Sunday, December 6, 2009 extension of mollycoddled high schoolers?

I was not aware of the extension of the realm of Harry academic Hogwarts? What are the universities trying to accomplish? Frankly, this is absurd.

"Taking the Magic Out of College"


Lauren Edelson

December 5th, 2009

The New York Times

I DRINK in the tour guide’s every word as he shows my group around Middlebury College’s campus. He tells us about the school’s new science building and gives us the scoop on nearby ski mountains. Dreamily, I imagine my future self: a year older, strolling to class past this very same scene. I’m about to ask about science research opportunities when he points to a nearby field and mentions the sport students play there: a flightless version of J. K. Rowling’s Quidditch game — broomsticks and all.

Back when I was a junior, before I’d printed off an application or visited a campus, I had high expectations for the college application process. I’d soak up detailed descriptions of academic opportunity and campus life — and by the end of it, I’d know which college was right for me. Back then, I knew only of these institutions and their intimidating reputations, not what set each one apart from the rest. And I couldn’t wait to find out.

So I was surprised when many top colleges delivered the same pitch. It turns out, they’re all a little bit like Hogwarts — the school for witches and wizards in the “Harry Potter” books and movies. Or at least, that’s what the tour guides kept telling me.

During a Harvard information session, the admissions officer compared the intramural sports competitions there to the Hogwarts House Cup. The tour guide told me that I wouldn’t be able to see the university’s huge freshman dining hall as it was closed for the day, but to just imagine Hogwarts’s Great Hall in its place.

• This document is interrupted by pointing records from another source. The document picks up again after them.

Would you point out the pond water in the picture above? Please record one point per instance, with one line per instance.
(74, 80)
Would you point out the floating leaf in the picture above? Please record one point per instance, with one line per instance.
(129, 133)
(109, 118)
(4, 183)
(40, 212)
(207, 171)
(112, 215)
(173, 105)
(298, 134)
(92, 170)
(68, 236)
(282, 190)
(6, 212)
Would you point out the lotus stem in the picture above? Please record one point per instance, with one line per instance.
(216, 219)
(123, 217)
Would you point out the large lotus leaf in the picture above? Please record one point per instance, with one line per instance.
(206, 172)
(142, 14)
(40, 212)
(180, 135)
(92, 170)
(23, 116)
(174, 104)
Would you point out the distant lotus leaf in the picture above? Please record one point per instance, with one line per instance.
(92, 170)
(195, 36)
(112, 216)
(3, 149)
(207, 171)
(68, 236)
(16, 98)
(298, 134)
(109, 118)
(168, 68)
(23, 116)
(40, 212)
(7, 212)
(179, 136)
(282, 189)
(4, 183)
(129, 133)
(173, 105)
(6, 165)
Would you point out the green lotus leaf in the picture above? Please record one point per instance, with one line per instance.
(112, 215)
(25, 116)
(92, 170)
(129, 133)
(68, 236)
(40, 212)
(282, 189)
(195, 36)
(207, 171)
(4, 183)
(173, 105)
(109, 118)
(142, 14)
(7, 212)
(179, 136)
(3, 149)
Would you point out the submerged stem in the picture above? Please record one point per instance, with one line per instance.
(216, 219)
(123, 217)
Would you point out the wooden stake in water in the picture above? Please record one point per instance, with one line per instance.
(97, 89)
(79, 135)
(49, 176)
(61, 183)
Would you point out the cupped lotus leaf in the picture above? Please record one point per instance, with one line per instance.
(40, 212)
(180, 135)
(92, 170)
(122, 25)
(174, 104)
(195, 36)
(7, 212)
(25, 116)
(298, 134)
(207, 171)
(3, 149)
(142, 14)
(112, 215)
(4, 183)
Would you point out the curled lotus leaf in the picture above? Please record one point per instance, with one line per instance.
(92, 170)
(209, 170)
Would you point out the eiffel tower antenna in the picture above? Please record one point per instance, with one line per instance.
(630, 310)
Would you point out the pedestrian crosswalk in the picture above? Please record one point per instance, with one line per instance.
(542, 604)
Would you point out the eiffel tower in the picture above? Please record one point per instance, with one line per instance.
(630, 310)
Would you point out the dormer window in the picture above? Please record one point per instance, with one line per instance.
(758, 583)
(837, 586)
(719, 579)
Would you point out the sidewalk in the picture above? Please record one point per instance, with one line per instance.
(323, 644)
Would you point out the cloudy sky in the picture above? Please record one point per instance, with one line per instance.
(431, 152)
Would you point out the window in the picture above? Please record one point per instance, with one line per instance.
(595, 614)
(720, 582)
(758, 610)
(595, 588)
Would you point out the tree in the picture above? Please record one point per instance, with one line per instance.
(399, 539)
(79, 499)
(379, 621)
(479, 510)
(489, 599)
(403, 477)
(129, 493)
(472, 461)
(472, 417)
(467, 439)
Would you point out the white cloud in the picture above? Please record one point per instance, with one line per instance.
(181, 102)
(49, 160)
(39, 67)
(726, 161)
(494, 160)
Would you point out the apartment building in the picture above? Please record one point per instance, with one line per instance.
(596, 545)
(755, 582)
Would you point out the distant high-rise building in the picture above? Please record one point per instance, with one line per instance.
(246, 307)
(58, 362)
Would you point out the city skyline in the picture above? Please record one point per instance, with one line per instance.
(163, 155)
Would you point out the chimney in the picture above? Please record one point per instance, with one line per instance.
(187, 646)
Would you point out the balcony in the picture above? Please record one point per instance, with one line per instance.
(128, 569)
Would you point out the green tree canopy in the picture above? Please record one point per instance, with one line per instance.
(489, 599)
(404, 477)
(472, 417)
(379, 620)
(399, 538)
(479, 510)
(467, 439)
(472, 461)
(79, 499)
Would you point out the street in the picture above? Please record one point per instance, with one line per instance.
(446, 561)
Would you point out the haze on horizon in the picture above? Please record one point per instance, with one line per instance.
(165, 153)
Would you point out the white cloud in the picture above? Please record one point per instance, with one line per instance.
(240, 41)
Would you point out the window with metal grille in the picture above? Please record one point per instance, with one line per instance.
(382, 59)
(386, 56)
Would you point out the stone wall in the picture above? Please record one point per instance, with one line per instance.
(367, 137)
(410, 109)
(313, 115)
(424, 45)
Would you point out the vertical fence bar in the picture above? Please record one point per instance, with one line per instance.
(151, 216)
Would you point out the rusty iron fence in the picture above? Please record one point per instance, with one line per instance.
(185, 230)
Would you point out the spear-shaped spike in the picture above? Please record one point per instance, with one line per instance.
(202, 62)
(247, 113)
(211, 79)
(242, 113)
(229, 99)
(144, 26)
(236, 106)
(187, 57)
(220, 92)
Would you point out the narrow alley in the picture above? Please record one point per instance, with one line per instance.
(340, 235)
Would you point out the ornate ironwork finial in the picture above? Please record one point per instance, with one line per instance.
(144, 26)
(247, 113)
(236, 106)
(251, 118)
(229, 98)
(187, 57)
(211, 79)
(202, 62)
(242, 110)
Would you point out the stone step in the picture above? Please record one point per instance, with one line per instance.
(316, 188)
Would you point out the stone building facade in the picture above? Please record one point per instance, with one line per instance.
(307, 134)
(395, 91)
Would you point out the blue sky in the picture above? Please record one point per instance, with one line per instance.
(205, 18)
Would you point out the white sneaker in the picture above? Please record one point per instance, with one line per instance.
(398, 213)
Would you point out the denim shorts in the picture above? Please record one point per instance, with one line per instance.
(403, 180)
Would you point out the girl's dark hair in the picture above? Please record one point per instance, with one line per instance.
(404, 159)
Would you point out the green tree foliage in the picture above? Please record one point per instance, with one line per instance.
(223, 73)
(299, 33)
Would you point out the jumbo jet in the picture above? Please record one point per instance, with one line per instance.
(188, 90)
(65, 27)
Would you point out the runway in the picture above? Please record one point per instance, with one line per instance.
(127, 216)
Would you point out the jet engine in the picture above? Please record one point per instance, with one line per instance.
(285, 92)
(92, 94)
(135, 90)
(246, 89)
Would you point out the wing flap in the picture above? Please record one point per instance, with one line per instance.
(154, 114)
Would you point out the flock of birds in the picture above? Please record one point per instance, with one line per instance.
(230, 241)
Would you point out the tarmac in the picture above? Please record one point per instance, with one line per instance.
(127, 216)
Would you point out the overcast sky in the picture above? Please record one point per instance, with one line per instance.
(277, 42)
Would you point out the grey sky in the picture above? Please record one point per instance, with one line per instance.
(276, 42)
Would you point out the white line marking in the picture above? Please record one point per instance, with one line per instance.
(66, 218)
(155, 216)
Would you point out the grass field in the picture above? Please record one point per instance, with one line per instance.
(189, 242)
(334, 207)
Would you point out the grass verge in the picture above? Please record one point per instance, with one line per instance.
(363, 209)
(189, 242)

At Dartmouth, a tour guide ushered my group past a large, wood-paneled room filled with comfortable chairs and mentioned the Hogwarts feel it was known for. At another liberal arts college, I heard that students had voted to name four buildings on campus after the four houses in Hogwarts: Gryffindor, Ravenclaw, Hufflepuff and Slytherin. Several colleges let it be known that Emma Watson, the actress who plays Hermione Granger in the movies, had looked into them. I read, in Cornell’s fall 2009 quarterly magazine, that a college admissions counseling Web site had counted Cornell among the five American colleges that have the most in common with Hogwarts. Both institutions, you see, are conveniently located outside cities. The article ended: “Bring your wand and broomstick, just in case.”

I’m not the only one who has noticed this phenomenon. One friend told me about Boston College’s Hogwartsesque library, another of Colby’s “Harry Potter”-themed dinner party. And like me, my friends have no problem with college students across the country running around with broomsticks between their legs, trying to seize tennis balls stuffed into socks (each one dubbed a snitch) that dangle off the backs of track athletes dressed in yellow. Hey, college is all about experimentation, isn’t it?

In fact, most of us have grown up adoring Harry Potter and, through J. K. Rowling’s books, we’ve escaped many times into the world she created. But what I enjoy in fiction I don’t necessarily want to find in college. And, despite any wishes to the contrary, the real-life skills I hope to gain from college do not include magic.

What really matters to me as I prepare to make my decision? Well, I loved hearing about Williams College’s two-student classes called tutorials, and how Swarthmore lets students weigh in on almost every big decision made by its administration. I was really impressed by Middlebury’s student-driven campaign to save energy on campus. (For the sake of full disclosure, I just might be applying to some of these schools.) I care about diversity and need-blind financial aid — and, of course, the social life. But I don’t care about what percentage of the student body runs around on broomsticks.

Leaving home and beginning life in a new place is a nerve-racking experience, and nothing seems more reassuring than imagining that college will be the realization of a fantasy world I’ve been imagining since childhood. Obviously colleges have picked up on this. But they’re trying too hard. They’re selling the wrong thing. And my friends and I won’t be fooled. After all, Harry Potter is frozen in high school, and we’re growing up.

Lauren Edelson is a senior at the Catlin Gabel School.


RosFrankie said...

It's called 'marketing' and we as a society can not seem to escape from the Big Brother eye who specializes in the 'science of selling' as viewed through the eyes of psycho-babble research interpreters. One size fits all. Demand and supply!
Let's hope that Lauren Edelson is as smart after going to college as she appears to be before going to college. Or will she end up like Bill Gates, the richest person in America - a college drop-out?

Mercury said...

Marketing or not, it is just silly and dilutes the needed bifurcation between high school and academic life. For me I could not wait to remove myself of the confines and surroundings of high school and tread into a new sphere of learning experiences. If this is going to be the trend, maybe the theme should change each year.

Mercury said...

I don't think Ms. Edelson will have any she said "After all, Harry Potter is frozen in high school, and we’re growing up."

RosFrankie said...

and colleges, like it or not, are fully functioning businesses, with all the pros and cons. Buyer beware.

Mercury said...

You bet it is a business especially in the sciences where private, corporate, and government grants can be obtained. There is money and prestige to be gained.